Langfuse is a favorite among AI developers because it lets you trace user prompts, model responses, and system performance in one place. It also supports self-hosting, giving you full control over your data and how everything runs, with zero vendor lock-in.
Even so, there are a few things that make some devs look elsewhere:
- Setting up self-hosting can be complex because it depends on services like ClickHouse, Redis, and S3.
- Even after setup, keeping it running smoothly takes some effort; if events don’t show up in the UI, you may need to dig through logs and storage layers to find out why.
- Some users report the interface can feel cluttered or hard to follow.
- It versions the prompt and some configuration parameters, but not the surrounding code context, so it might not suit workflows where prompts and logic are tightly coupled.
In this article, we cover 6 top alternatives to Langfuse, including Lilypad, our open-source platform built for developers. Unlike tools that only version prompts, Lilypad versions your entire function, so you can track logic, not just text.
It also includes built-in OpenTelemetry for tracking cost and latency, along with easy annotations and side-by-side version comparisons.
Below we take a closer look at each option and what it brings to the table.
1. Lilypad: The Developer’s Framework for Reproducible LLM Workflows
Lilypad is a user-friendly open source prompt engineering framework. Unlike other solutions that focus only on the prompt text, Lilypad treats every LLM call as a complete software artifact, capturing the entire context that influences the output.
With Lilypad, you get:
- Automatic capture of traces, inputs/outputs, cost, and latency for every LLM call with zero configuration.
- Automatic versioning of your prompts as you make changes; no manual commits needed.
- Full versioning of everything that influences LLM output quality, including the surrounding code, not just the text prompt.
- Easy and lightweight self-hosting options for developers wanting a fast local setup or minimal cloud deployment, avoiding the complexity of distributed storage and parallel services.
Below, we explain how Lilypad works:
Trace Everything From the First Line of Code
LLM outputs are non-deterministic, which is why it's important to take a snapshot of the exact version of the code that was used to produce an output. This reproducibility is necessary for proper LLM evaluation.
Tools that version only the raw prompt text are missing crucial context. With LLMs, the output isn't just shaped by the prompt; it's the result of a blend of:
- The control flow or logic of how the model is queried.
- Call parameters like
model
,temperature
,top_p
, ormax_tokens
. - Pre- and post-processing such as how inputs are prepared or outputs interpreted.
- Surrounding code like helper functions, embedded data, or state from other parts of your system.
Even a minor change to model settings, input structure, or surrounding logic can alter the outcome, so if you're only versioning the prompt, you lose the ability to reproduce results, understand why something worked, or pinpoint what went wrong when it doesn't.
Lilypad solves this by versioning the entire function closure, which is a full snapshot of everything that influenced the output, not just the prompt string. It treats LLM calls as proper software artifacts that are trackable, reproducible, and safe to iterate on.

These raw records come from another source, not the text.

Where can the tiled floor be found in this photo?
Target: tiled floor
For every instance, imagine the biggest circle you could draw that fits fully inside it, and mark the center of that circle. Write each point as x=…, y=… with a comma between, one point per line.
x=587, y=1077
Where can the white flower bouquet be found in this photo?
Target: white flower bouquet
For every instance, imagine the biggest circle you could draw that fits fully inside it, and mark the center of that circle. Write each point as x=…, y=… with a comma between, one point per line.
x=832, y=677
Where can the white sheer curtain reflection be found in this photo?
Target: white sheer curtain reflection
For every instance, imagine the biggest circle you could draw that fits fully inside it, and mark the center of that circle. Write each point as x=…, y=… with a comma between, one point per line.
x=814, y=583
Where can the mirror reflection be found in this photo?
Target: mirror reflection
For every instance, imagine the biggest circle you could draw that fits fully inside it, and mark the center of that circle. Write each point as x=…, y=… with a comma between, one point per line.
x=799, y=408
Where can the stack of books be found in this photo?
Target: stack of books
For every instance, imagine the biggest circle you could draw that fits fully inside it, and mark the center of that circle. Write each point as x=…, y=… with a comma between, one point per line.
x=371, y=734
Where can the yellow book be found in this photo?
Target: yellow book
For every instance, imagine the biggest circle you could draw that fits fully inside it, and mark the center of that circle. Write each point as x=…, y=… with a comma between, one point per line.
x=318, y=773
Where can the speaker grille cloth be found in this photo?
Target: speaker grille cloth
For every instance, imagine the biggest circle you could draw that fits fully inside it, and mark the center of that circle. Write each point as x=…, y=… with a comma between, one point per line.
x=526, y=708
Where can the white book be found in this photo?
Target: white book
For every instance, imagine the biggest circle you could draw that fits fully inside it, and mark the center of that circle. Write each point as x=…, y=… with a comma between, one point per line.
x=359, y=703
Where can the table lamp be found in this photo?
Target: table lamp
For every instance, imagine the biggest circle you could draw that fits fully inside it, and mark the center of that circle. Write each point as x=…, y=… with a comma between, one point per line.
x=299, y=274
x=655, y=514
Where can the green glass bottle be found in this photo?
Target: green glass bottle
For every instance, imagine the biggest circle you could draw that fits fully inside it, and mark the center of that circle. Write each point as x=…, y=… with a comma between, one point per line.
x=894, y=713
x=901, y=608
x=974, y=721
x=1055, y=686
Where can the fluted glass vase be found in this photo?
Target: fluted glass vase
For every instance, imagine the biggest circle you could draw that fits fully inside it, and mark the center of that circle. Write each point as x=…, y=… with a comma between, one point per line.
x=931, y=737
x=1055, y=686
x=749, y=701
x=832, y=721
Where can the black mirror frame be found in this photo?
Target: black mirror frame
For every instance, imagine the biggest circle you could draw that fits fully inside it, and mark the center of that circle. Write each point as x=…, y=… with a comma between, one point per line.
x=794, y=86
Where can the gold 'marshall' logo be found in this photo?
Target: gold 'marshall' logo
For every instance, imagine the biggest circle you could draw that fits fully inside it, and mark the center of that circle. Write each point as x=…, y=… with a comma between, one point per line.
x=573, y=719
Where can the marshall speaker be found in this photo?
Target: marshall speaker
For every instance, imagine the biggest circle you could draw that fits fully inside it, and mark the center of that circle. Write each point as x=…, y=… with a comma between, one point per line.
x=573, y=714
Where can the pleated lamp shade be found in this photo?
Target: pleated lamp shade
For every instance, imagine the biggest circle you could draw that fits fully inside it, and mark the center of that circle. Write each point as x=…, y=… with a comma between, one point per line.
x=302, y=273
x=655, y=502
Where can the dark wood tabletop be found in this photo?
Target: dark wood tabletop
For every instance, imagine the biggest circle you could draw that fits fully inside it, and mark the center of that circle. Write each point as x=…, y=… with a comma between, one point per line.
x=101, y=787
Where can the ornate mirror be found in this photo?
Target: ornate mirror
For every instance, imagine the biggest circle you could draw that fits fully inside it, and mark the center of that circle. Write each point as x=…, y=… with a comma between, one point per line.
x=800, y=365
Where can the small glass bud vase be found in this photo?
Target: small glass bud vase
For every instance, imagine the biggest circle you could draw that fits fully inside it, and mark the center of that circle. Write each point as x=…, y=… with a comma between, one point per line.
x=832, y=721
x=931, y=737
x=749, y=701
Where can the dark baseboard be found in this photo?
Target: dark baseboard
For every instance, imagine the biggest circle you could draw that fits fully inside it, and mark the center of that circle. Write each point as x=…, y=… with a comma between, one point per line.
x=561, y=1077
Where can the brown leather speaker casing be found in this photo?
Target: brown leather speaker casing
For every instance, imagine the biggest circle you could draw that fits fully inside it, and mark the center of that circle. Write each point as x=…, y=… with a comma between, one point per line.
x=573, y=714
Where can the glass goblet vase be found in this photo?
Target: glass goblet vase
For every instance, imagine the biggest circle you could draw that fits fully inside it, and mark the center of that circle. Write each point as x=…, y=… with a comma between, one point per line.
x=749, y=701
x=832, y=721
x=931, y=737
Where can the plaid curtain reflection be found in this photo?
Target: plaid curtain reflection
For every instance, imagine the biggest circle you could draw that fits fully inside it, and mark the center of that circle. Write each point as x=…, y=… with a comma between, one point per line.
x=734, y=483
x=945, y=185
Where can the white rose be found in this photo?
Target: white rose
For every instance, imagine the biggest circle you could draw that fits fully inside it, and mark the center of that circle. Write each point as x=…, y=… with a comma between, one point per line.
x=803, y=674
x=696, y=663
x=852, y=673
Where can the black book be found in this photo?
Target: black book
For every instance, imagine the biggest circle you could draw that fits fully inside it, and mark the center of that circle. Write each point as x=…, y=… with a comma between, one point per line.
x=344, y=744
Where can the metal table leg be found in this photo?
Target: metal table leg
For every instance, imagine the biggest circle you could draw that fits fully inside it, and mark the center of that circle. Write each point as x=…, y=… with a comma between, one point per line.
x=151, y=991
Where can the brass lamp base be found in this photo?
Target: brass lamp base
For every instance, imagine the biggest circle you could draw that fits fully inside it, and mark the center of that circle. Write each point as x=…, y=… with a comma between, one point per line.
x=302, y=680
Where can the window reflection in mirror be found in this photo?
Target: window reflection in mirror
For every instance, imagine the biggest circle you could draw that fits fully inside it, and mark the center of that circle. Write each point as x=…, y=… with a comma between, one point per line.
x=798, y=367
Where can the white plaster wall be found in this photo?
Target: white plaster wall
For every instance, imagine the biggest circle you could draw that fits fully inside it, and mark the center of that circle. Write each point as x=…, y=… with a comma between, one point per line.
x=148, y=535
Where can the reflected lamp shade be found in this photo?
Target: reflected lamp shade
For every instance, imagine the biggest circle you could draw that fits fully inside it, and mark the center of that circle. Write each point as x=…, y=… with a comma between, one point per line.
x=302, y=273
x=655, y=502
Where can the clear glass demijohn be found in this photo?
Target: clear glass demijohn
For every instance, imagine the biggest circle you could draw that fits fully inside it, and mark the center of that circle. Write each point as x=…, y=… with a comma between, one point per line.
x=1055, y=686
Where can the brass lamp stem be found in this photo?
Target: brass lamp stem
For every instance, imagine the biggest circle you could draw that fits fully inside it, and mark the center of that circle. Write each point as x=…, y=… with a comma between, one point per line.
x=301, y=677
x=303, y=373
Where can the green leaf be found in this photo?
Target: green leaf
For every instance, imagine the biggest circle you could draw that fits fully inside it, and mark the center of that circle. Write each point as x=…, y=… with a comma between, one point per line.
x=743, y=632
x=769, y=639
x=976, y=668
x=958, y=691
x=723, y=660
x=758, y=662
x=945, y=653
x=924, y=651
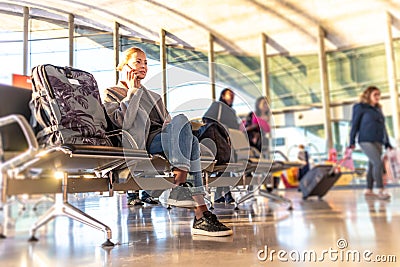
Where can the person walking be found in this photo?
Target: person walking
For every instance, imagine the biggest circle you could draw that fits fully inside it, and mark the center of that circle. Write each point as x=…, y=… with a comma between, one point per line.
x=368, y=126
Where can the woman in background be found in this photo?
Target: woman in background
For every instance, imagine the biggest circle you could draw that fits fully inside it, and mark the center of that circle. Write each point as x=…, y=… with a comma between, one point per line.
x=368, y=126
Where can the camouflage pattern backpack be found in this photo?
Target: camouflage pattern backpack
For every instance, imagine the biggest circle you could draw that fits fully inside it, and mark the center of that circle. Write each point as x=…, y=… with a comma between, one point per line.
x=67, y=107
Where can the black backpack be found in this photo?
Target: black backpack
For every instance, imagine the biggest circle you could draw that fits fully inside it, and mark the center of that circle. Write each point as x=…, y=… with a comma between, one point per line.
x=214, y=136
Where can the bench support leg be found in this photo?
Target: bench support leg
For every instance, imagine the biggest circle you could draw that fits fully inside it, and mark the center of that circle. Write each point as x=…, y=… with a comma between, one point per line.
x=61, y=207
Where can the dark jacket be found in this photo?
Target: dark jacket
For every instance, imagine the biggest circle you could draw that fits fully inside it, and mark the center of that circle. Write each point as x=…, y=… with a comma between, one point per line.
x=368, y=124
x=142, y=114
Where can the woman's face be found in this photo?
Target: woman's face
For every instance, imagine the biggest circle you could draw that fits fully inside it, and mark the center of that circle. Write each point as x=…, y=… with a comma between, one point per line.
x=229, y=97
x=263, y=106
x=137, y=65
x=375, y=97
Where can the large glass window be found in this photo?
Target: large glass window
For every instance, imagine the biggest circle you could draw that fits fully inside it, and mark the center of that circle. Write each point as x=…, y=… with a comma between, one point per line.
x=294, y=80
x=351, y=71
x=94, y=53
x=11, y=47
x=48, y=43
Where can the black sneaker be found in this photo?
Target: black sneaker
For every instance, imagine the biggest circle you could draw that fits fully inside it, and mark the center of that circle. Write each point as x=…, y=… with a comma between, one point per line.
x=228, y=198
x=150, y=200
x=220, y=200
x=135, y=202
x=210, y=226
x=181, y=196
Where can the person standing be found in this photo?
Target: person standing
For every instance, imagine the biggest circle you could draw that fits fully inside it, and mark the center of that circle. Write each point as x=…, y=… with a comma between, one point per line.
x=257, y=125
x=368, y=126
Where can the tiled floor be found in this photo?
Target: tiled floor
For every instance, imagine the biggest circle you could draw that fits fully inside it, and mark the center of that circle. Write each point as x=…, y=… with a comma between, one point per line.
x=337, y=230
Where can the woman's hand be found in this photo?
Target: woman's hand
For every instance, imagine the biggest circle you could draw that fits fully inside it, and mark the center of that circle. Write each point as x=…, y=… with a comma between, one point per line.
x=132, y=79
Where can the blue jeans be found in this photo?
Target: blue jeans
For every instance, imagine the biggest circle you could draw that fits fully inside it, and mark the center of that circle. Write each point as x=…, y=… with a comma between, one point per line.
x=373, y=150
x=181, y=148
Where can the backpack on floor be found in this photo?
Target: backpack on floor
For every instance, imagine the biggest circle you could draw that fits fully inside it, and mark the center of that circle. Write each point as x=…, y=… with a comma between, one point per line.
x=66, y=107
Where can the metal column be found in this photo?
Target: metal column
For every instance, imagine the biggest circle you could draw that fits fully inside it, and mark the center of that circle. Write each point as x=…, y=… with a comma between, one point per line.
x=266, y=90
x=25, y=41
x=71, y=30
x=323, y=70
x=163, y=62
x=264, y=67
x=392, y=77
x=211, y=66
x=116, y=49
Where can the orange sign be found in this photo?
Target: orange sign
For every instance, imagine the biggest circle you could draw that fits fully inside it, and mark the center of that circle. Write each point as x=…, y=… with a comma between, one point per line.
x=22, y=81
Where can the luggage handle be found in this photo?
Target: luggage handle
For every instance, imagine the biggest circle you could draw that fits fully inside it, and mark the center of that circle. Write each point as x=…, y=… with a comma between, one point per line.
x=339, y=163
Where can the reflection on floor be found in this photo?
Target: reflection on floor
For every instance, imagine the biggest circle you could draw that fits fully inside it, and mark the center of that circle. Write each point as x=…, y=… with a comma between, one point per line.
x=332, y=232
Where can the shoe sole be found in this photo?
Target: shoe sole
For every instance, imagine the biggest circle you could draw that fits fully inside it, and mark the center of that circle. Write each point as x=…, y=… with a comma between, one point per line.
x=213, y=234
x=181, y=204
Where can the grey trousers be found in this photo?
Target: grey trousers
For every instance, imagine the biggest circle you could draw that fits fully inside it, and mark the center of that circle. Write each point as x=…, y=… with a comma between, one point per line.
x=373, y=150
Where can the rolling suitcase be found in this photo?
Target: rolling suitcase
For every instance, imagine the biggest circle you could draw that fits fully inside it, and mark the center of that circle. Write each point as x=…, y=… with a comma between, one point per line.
x=67, y=107
x=318, y=180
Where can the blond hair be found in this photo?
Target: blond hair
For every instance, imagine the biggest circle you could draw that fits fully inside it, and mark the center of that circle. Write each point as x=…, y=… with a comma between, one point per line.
x=365, y=97
x=128, y=55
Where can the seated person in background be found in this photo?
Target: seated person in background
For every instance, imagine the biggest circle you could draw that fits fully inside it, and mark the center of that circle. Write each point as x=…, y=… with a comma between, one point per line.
x=222, y=111
x=303, y=157
x=257, y=124
x=142, y=113
x=134, y=200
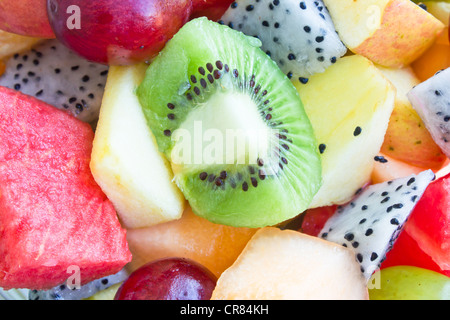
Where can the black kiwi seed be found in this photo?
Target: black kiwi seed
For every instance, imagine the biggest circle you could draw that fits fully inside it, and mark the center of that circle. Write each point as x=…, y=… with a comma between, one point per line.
x=219, y=182
x=262, y=174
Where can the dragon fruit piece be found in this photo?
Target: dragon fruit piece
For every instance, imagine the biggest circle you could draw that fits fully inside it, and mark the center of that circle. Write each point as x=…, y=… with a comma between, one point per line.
x=431, y=100
x=56, y=75
x=64, y=292
x=371, y=223
x=298, y=35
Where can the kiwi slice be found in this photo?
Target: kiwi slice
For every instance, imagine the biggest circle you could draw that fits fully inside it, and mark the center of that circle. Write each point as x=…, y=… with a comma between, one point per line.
x=232, y=125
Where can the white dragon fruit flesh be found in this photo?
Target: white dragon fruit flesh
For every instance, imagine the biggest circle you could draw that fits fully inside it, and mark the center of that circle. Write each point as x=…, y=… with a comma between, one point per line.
x=65, y=292
x=54, y=74
x=431, y=100
x=298, y=35
x=371, y=223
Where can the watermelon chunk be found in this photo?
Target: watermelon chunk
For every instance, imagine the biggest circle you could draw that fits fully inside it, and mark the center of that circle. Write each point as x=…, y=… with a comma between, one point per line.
x=429, y=223
x=54, y=219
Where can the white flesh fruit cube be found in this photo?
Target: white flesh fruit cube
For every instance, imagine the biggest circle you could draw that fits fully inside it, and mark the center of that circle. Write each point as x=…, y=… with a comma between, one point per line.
x=289, y=265
x=349, y=106
x=392, y=33
x=126, y=162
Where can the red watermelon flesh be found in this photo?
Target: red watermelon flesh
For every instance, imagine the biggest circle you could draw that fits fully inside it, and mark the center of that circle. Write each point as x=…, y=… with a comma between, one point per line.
x=429, y=223
x=54, y=218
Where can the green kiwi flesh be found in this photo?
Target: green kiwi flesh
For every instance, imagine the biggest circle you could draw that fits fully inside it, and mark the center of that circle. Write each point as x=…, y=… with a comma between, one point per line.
x=241, y=146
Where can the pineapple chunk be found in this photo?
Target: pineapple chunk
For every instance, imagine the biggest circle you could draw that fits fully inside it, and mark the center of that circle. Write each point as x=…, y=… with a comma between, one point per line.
x=126, y=162
x=349, y=106
x=289, y=265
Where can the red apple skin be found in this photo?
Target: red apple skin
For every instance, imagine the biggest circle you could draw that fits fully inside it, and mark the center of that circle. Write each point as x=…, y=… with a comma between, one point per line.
x=118, y=32
x=168, y=279
x=25, y=17
x=213, y=9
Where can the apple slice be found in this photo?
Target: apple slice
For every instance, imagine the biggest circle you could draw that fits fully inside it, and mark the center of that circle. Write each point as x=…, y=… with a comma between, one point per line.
x=126, y=162
x=407, y=138
x=289, y=265
x=392, y=33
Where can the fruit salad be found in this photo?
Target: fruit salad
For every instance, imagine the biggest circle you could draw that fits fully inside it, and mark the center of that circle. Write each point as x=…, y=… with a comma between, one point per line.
x=224, y=150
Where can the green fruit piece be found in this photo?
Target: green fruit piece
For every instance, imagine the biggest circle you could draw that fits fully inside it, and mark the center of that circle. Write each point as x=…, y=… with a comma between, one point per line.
x=233, y=126
x=409, y=283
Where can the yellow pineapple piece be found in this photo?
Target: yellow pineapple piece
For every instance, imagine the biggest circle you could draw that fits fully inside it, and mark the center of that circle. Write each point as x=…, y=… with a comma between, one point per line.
x=349, y=106
x=13, y=43
x=126, y=161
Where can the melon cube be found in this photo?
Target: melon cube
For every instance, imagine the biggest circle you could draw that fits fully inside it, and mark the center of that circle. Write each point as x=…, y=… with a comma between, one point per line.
x=289, y=265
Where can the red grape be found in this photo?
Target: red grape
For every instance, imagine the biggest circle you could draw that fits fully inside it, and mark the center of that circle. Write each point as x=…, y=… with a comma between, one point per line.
x=213, y=9
x=168, y=279
x=117, y=32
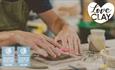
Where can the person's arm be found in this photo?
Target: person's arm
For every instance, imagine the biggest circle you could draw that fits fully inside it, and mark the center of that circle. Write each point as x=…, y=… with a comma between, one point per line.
x=65, y=33
x=53, y=21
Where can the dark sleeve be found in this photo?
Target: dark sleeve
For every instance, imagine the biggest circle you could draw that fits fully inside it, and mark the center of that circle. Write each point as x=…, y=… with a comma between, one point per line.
x=39, y=6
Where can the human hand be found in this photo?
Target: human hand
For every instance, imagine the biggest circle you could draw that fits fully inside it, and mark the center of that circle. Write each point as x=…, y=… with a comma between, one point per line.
x=69, y=39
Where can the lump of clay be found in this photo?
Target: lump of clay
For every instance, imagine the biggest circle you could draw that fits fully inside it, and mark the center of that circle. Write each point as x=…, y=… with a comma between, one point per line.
x=62, y=57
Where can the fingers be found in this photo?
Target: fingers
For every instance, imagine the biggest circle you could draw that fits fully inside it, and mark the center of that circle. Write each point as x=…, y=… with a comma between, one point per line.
x=50, y=40
x=47, y=47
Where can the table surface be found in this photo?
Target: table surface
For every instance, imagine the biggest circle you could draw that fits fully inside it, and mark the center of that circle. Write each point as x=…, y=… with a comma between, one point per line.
x=91, y=62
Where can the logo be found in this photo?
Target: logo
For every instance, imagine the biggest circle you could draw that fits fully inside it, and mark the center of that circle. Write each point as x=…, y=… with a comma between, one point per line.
x=100, y=14
x=9, y=56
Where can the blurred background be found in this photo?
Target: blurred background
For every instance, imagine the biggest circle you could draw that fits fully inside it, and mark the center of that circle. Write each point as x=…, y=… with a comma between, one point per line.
x=75, y=13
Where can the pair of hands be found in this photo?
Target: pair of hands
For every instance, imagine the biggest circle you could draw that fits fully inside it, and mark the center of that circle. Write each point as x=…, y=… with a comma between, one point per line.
x=45, y=46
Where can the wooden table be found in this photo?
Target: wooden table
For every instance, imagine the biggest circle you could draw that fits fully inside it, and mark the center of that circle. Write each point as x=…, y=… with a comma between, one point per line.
x=92, y=63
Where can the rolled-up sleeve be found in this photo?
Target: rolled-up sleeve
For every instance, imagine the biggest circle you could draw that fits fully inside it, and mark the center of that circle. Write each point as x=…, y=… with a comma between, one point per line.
x=39, y=6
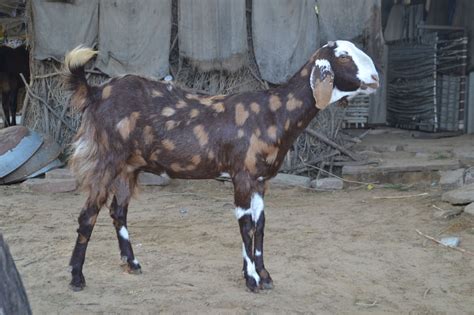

It also encourages developers to encapsulate LLM calls in Python functions so that every aspect of the interaction, including the prompt, inputs, model settings, and any surrounding logic, can be versioned, traced, and evaluated as a single, reproducible unit.
Just use @lilypad.trace(versioning="automatic")
on your call functions to automatically capture arguments, return values, and internal changes within the function closure:
import lilypad
from mirascope import llm
@lilypad.trace(versioning="automatic")
@llm.call(provider="google", model="gemini-2.0-flash-001")
def answer_question(question: str) -> str:
return f"Answer this question: {question}"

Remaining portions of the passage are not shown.